The pace at which Asia or Region 3 in your theory is growing is somehow causing an influx of values of these regions into popular global culture (observe the anklets and earrings in USA, Europe, Australia which were once only seen in Asia or South America).
This century is also unique in its decade numbering as there are two “zeros” in every decade (2010, 2020, blah blah.
I believe that the “zeros” here represent a ratio and the numbers before and after represent degree of Western influence versus degree of Region 3 influence.
E.g.: By 2010, The Western world’s influence on global pop culture versus Region 3’s influence will be 2:1, by 2020, it will be 2:2, by 2030, 2:3 and so on.
Therefore, to cut a long story short, if companies have to develop uni-cultural products that need to appeal to all regions, it might be worth considering how Region 1 and 2 ar gonna adapt to the coming of the Region 3 tigers.
Just a theory :)
Cheers
Yousuf
March 30th, 2007 at 11:00 am
Hi Piers,
I agree with your theory,
as the city I’m living Hong Kong which should Region 3, I’m looking for a new mobile which could use most Google Software such as their Doc and Spreadsheet, Gmail and to write Blog. Those apps are most I used on my PC. And I wish I could use them on my way home or office.
But local telcom service charge is high for me, and I couldn’t find any unlimited usage service plan which block me from buying a new mobile for above usage.
Cheers
Billy
June 27th, 2007 at 10:46 pm
What a load of tosh. As is often the case with these seemingly simple explanations of our complex world, we’re asked to except that a single factor is responsible for all the differences. In this case the relative introductions/adoptions of the internet and mobile telephony, whilst there might be a correlation there it doesn’t meant there’s a causation.

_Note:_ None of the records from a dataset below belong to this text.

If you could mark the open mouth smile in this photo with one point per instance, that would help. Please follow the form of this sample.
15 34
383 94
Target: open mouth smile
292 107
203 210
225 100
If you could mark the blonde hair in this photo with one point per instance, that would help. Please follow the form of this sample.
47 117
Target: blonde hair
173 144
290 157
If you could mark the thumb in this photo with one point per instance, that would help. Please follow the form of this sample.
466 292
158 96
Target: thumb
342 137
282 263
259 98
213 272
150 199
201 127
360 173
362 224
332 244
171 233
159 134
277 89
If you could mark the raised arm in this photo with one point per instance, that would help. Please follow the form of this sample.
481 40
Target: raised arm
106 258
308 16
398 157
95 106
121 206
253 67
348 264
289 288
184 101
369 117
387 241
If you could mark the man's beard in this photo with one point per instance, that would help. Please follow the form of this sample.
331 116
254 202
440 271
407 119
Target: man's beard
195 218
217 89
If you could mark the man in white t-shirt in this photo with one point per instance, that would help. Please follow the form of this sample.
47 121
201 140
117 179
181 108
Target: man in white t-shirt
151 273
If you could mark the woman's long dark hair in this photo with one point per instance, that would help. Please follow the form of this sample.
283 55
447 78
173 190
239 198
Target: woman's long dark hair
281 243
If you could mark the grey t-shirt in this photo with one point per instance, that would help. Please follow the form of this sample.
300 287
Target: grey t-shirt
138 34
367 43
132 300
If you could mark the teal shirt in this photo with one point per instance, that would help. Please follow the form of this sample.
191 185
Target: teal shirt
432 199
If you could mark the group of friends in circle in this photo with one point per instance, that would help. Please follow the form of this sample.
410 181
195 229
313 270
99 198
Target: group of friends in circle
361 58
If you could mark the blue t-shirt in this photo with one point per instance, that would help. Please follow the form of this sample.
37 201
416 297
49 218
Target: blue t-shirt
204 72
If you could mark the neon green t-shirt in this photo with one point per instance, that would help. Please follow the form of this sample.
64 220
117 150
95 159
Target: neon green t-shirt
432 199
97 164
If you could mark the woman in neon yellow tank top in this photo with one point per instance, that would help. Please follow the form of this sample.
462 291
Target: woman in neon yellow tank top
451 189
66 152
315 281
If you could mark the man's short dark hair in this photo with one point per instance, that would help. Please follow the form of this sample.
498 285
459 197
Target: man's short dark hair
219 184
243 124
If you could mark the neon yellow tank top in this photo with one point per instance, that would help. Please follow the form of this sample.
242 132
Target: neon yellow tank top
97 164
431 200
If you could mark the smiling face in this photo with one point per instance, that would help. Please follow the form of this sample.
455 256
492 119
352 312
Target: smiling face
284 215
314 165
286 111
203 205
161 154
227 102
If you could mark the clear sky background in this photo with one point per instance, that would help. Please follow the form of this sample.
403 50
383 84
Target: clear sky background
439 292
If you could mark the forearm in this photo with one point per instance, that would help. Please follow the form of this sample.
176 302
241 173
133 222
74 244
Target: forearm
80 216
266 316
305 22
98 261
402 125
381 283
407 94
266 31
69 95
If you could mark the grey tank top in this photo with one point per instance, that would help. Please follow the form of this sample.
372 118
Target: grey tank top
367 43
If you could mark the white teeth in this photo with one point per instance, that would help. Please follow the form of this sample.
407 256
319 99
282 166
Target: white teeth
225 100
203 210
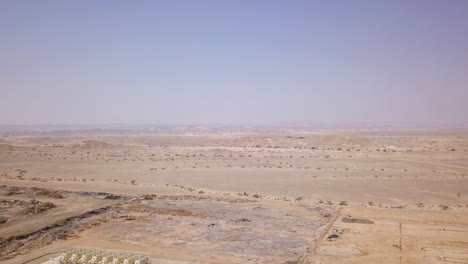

Here’s my alternative analysis, and its not really that complicate either as it turns out. It all comes down to simple economics and some marked lifestyle differences. Necessity is the greatest motivator. The reason Americans don’t use a lot of the extra data intensive features on their phone’s is that they don’t need to or don’t have the time to. If they’re at home or work they’re close to a computer and when in between the two they’re more likely to be in a car than using public transport. Contrast this with Europe and the richer nations of Asia where people tend to commute on public transport far more and therefore have more time, opportunity and motivation to use the extra, often data hungry, features on their handsets. It might also be worth noting that the environments involved in public transit are not entirely conducive to voice communications, just one of many reasons Europeans and Asians make greater use of SMS services for instance. SMS took off in Europe because consumers found it was often cheaper than making a call, and the habit stuck. In the US, where both the sender and recipient pay for sending and receiving a SMS, the economic incentive is somewhat less.
Japan has some of the longest average commutes in the world, and along with Korea, has the highest take up of none voice phone utilisation(NVPU). Sit down on any commuter train in Japan and you’ll immediately notice that half of its occupants, the ones who are not asleep, will have their eye’s glued to their phone screens. In Japan you can run your life on a mobile phone. The Japanese are obsessed with miniaturisation, but a few years ago the phones there started getting much bigger. When you spend so much time staring at your phone the size of its screen becomes far more important than its volume in your pocket or bag. For many people it’s the only opportunity to send personal e-mails, pay bills, catch up on the news, or just peruse the web.
For the populations of the developing world the internet hasn’t really arrived yet, at least not as we know it. Most people in these countries can’t afford a computer of their own or to use someone else’s for that matter. So once again it comes down to simple economics and necessity. People can afford mobile phones and NVPU is pitched at an affordable level. I was amazed a few years ago in Goa, when confronted with an incredibly slow terminal in an internet café, to look up at the wall only to discover all five the terminals were connect via a cell phone!